Students quoted by The Daily Camera said Ms. Adler had told the class that the administration thought her lecture on prostitution was inappropriate, degrading to women, and offensive to some minority communities.

[. . .]

They said Ms. Adler told the class on Thursday that she had tried to negotiate with administrators and had offered to leave the skit off the syllabus in the future. But administrators reportedly told her that in the era of sex scandals at institutions like Pennsylvania State University, they couldn’t let her keep teaching.

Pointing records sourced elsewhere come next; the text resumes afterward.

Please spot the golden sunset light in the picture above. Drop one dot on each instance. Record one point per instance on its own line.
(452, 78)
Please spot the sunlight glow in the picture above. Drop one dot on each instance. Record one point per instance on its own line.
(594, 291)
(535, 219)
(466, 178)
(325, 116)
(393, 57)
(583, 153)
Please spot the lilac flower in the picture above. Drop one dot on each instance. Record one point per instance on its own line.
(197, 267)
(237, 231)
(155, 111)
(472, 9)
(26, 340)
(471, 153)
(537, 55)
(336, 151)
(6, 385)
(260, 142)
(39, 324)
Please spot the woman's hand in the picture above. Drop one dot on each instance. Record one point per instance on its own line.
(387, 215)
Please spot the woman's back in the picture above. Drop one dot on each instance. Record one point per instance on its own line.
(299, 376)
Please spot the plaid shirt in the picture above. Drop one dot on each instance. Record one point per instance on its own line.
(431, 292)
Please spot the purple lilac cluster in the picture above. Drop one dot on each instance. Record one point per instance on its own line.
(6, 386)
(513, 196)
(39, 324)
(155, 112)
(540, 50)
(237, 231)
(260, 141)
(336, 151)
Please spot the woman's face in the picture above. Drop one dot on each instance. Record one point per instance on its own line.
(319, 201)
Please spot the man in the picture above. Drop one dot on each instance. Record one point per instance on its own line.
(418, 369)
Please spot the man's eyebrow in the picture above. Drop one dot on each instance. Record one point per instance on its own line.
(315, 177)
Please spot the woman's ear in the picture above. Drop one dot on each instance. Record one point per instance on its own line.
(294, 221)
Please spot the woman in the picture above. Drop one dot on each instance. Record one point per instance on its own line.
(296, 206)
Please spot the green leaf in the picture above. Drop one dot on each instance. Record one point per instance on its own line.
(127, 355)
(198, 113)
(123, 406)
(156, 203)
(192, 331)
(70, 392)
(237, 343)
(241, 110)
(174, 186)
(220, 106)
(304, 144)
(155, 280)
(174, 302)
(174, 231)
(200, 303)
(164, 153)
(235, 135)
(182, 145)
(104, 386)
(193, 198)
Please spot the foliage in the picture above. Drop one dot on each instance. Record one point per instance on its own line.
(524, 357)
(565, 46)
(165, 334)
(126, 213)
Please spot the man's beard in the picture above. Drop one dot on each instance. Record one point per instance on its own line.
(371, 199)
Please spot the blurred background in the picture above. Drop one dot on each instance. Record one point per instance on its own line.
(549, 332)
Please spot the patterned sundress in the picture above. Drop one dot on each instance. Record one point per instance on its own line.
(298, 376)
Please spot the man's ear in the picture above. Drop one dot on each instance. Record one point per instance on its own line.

That’s just stupid: a sociologist can’t engage students in a classroom discussion about prostitution because a football coach raped children. Even dumber is the suggestion from a university spokesman, discussed in the Inside Higher Ed story, that future iterations of the class “could involve review from our Institutional Review Board, which is responsible for regulatory compliance involving human subjects.” Suddenly IRBs are responsible for course content? Wonderful.

And it just keeps getting worse. Responding to news reports and a student petition, CU-Boulder Provost Russell L. Moore released a not-terribly-comforting statement on the university’s intervention in a professor’s course:

A number of you have raised concerns about academic freedom and how it may connect to this situation. Academic freedom protects faculty who teach controversial and uncomfortable / unpopular subjects. However, academic freedom does not allow faculty members to violate the university’s sexual harassment policy by creating a hostile environment for their teaching assistants, or for their students attending the class.

Try to parse that. Where does the discussion of uncomfortable sexual topics end—in a sociology class, or a class in history, anthropology, biology, and so on—and a “hostile environment” begin? If a group of evangelical students complain about the assigned reading in a twentieth century history survey because they find homosexuality offensive, has the professor created an uncomfortable environment, or a hostile one? Does student discomfort in fact end any discussion of a sexual topic?

Then there are the due process issues, as a university suspends a professor’s course by administrative fiat.

The list of taboo subjects that bring on student complaints at colleges and universities is growing. And it’s not a sign of a healthy culture. In varying contexts, students—hothouse flowers who have to be protected from offense or discomfort—don’t want to talk about it, or even possibly potentially don’t want to talk about it, as might have been the case here, so the professor had better come up with something else to teach, or they’ll face professional discipline. What’s the point of college?